Piscina Municpal in Cusco, Peru |
Frustrated with my results, I loaded Google Earth onto my work computer and started systematically scanning the satellite photos of Cusco, Ayacucho and Arequipa – the three towns that we were targeting. While virtually soaring above the Cusco city center one afternoon, I spotted a light-blue, opaque rectangle not far from a train station. Was that a pool? Was that an indoor pool?
I quickly typed in the name of the street and district into the Google search bar along with “piscina” and “natación”. The results quickly came up and displayed a news article and accompanying video newscast about what was indeed a pool. As I slowly read the article and watched the video, I was struck by simultaneous feelings of horror and elation: horror as I read about 17 kids rushed to the hospital for inhaling excessive amounts of chlorine and elation as the newscast showed clips of a beautiful, indoor heated pool in the middle of the Andes. I justified the chlorine accident as something that could happen anywhere and gave in to the elation of finding a pool. More searching failed to turn up a swim team of any kind, however. I decided to check out the pool during my planned Peru visit in February 2009.

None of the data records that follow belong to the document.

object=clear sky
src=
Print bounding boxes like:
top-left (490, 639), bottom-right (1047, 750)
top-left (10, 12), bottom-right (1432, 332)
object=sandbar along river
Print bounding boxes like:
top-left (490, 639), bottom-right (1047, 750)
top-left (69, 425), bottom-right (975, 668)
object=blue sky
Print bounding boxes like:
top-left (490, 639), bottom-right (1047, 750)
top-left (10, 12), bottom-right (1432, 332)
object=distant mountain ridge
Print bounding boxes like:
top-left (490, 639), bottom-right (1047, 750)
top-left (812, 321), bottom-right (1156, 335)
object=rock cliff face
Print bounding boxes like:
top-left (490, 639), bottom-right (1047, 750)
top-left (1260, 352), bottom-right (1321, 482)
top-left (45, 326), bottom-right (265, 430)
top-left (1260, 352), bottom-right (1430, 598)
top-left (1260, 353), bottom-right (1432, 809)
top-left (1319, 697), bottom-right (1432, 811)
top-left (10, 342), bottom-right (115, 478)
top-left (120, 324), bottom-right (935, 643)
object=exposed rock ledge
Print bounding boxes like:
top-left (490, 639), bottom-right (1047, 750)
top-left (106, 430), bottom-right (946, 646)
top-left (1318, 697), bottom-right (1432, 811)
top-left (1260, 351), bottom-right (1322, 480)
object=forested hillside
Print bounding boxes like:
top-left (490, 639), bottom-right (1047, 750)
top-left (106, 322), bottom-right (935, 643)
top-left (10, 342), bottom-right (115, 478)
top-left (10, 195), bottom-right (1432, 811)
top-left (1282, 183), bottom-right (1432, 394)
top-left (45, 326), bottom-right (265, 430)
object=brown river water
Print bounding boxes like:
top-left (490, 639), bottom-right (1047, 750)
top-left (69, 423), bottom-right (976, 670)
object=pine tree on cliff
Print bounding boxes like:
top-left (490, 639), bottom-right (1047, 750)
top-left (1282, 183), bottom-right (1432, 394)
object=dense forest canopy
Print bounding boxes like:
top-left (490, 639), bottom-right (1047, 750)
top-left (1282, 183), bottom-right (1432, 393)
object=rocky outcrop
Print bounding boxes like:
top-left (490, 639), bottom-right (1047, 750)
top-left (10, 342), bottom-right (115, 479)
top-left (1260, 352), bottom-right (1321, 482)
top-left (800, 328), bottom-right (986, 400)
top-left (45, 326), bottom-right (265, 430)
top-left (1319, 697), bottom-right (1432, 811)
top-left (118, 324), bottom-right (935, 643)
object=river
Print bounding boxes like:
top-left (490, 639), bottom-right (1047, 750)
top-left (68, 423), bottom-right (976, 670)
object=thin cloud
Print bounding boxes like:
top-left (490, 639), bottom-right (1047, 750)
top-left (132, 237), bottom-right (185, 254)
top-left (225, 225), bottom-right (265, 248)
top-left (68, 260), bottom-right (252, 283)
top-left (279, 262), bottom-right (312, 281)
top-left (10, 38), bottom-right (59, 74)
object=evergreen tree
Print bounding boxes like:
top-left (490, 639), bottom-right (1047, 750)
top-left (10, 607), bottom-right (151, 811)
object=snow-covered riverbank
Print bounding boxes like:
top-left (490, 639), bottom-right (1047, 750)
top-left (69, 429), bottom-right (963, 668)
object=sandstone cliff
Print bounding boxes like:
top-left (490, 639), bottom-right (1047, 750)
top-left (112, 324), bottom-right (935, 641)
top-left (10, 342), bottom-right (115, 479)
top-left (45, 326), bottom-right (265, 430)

By February, we had narrowed our sights on Cusco and I went there for 10 days to set things up for our family. In addition to checking out Spanish schools, jobs and housing, I thought I’d take a look at the pool I’d found. On my second afternoon in Cusco, I went there and asked if there was a swim team and the woman working there gave me a definitive “no”. On the third day, I returned in the morning and a different woman told me there was a “Swimming Academy” and that I should come back at 2:00 pm in the afternoon. At 2:00 pm I talked to yet another woman who said the Swimming Academy meets early in the mornings and that I should return the next morning at 7:00 am.

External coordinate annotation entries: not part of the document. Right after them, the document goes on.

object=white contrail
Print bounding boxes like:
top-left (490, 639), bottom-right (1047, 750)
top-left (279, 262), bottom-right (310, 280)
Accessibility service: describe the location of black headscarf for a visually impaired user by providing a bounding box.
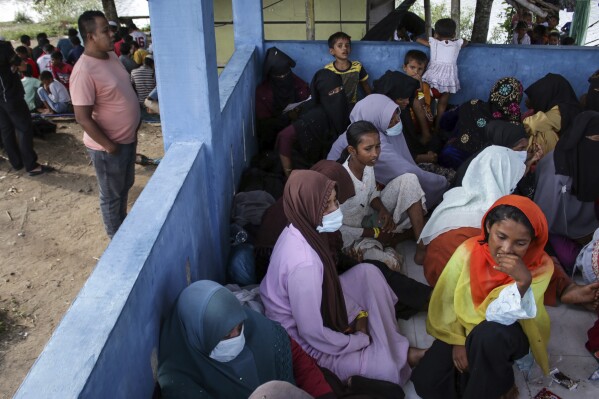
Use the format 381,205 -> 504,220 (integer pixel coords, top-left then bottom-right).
524,73 -> 581,131
263,47 -> 298,113
158,280 -> 294,398
553,111 -> 599,202
586,70 -> 599,112
374,71 -> 427,157
310,69 -> 349,136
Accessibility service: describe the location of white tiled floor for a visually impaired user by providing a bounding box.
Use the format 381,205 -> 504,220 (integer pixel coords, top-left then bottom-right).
398,241 -> 599,399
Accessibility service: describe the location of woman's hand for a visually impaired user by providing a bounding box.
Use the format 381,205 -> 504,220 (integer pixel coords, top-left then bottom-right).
354,316 -> 370,335
378,206 -> 395,233
452,345 -> 468,373
377,231 -> 398,247
528,143 -> 545,165
494,254 -> 532,296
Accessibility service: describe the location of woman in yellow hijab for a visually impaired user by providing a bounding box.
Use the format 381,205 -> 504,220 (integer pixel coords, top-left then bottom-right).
412,195 -> 553,399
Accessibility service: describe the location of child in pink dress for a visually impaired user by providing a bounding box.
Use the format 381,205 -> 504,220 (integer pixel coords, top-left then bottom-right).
417,18 -> 468,130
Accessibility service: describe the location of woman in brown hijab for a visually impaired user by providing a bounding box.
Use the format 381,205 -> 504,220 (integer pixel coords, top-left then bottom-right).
254,160 -> 432,319
260,171 -> 423,385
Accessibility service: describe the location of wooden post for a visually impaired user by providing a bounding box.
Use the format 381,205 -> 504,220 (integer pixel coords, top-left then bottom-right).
424,0 -> 433,37
451,0 -> 460,38
306,0 -> 316,40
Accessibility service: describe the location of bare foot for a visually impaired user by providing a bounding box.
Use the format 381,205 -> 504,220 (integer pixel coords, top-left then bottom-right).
408,348 -> 426,367
500,384 -> 520,399
560,281 -> 599,310
414,244 -> 426,266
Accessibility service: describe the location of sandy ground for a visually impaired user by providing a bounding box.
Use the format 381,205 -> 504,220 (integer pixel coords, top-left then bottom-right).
0,121 -> 163,398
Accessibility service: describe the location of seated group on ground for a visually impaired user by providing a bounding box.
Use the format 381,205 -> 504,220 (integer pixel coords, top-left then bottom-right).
14,21 -> 158,114
158,24 -> 599,399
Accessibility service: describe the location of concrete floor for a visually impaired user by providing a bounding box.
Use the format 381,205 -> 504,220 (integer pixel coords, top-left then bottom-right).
398,241 -> 599,399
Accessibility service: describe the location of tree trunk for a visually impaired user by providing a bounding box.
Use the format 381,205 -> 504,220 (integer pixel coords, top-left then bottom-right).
471,0 -> 493,43
451,0 -> 461,37
102,0 -> 119,23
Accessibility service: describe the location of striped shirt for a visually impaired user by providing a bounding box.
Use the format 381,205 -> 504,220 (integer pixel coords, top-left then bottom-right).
324,61 -> 368,104
131,65 -> 156,104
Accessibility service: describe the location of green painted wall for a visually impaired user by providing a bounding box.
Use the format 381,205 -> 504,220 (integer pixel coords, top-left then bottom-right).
213,0 -> 367,66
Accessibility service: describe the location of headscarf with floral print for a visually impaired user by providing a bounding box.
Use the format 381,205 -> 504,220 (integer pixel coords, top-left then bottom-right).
489,77 -> 523,123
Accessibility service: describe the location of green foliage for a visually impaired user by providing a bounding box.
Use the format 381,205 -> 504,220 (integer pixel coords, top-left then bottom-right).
13,10 -> 33,24
489,1 -> 516,44
33,0 -> 102,22
410,1 -> 474,40
0,19 -> 77,42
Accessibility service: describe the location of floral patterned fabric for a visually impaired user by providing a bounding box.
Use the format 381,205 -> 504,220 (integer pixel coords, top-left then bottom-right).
489,77 -> 523,122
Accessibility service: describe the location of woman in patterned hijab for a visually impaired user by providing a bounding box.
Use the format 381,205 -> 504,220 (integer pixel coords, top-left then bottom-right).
439,77 -> 522,170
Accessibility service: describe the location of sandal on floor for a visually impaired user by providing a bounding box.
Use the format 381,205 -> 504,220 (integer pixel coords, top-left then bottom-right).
29,165 -> 56,176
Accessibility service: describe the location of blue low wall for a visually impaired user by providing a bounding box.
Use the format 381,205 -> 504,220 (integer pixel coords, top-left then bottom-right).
15,32 -> 599,398
15,47 -> 259,399
265,41 -> 599,104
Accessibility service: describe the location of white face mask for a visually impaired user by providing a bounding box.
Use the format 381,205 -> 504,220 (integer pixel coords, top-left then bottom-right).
516,151 -> 528,163
210,325 -> 245,363
386,119 -> 403,136
316,208 -> 343,233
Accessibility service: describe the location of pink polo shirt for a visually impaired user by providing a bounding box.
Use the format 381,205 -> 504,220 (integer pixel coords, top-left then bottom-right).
70,51 -> 140,151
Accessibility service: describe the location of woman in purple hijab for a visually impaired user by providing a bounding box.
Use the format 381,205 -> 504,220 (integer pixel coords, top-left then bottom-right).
327,94 -> 448,209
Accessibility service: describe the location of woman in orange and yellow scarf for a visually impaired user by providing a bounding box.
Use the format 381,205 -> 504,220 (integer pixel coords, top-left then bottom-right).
412,195 -> 553,399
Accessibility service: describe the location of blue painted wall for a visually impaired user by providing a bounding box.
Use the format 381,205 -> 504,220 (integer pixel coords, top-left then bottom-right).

Thinking that by now I should probably give up, I walked over at 7:00 am the next morning and asked again. This time, the same woman told me to wait while she brought over the coach, whose name was Cristian. I told Cristian what I was looking for and he seemed mildly interested. In colloquial and rapid-fire Spanish, he talked about practice times, swim meets and the twice-yearly TransAndean Youth Games. He asked the kids’ ages and when we would be back in Cusco and we exchanged email addresses.

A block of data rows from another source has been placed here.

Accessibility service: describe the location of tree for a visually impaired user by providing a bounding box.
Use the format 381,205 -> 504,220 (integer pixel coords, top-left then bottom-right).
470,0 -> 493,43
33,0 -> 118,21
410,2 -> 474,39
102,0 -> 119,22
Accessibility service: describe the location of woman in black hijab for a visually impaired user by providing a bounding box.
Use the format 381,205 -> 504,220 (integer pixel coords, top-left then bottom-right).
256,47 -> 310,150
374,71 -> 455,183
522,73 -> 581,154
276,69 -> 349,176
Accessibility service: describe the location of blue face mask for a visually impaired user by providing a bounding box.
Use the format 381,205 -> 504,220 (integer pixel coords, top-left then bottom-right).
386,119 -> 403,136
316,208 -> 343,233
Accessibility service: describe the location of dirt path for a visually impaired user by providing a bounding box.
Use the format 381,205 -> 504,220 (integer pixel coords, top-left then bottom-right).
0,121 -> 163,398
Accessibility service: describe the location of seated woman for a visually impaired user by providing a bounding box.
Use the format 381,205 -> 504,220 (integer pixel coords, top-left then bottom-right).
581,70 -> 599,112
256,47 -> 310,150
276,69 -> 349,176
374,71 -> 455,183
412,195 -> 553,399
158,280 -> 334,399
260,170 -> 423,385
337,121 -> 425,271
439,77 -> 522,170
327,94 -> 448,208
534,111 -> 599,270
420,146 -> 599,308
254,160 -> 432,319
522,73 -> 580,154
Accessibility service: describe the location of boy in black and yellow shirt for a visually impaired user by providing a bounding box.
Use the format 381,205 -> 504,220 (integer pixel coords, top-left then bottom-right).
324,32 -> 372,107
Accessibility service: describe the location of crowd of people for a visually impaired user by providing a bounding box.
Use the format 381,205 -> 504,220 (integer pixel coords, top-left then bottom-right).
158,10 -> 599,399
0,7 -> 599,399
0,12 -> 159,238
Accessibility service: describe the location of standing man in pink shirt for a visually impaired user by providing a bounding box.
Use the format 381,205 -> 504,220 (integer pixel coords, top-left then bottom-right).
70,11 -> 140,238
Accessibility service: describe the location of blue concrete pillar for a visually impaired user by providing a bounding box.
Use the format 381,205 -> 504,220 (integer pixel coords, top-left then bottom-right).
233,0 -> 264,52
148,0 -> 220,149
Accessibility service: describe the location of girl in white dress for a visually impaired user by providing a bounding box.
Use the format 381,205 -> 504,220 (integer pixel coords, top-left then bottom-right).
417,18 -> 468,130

In my numerous Spanish-language conversations while setting us up in Cusco, I’ve sometimes had exchanges like this that have gone nowhere. I’ve found that if people have something to gain from an interchange (i.e, shopkeeper, innkeeper, tour guide) the motivation and politeness displayed in the initial face-to-face conversation is more likely to be sustained when following up via email or telephone. With Cristian, I just didn’t know if he felt he had something to gain by our relationship.
With this in mind, I sent him an email with some apprehension once I returned home. I sent an email that clearly detailed information about us as well as the many questions we had. I decided to send the kids’ best times from the previous season to hopefully add some incentive.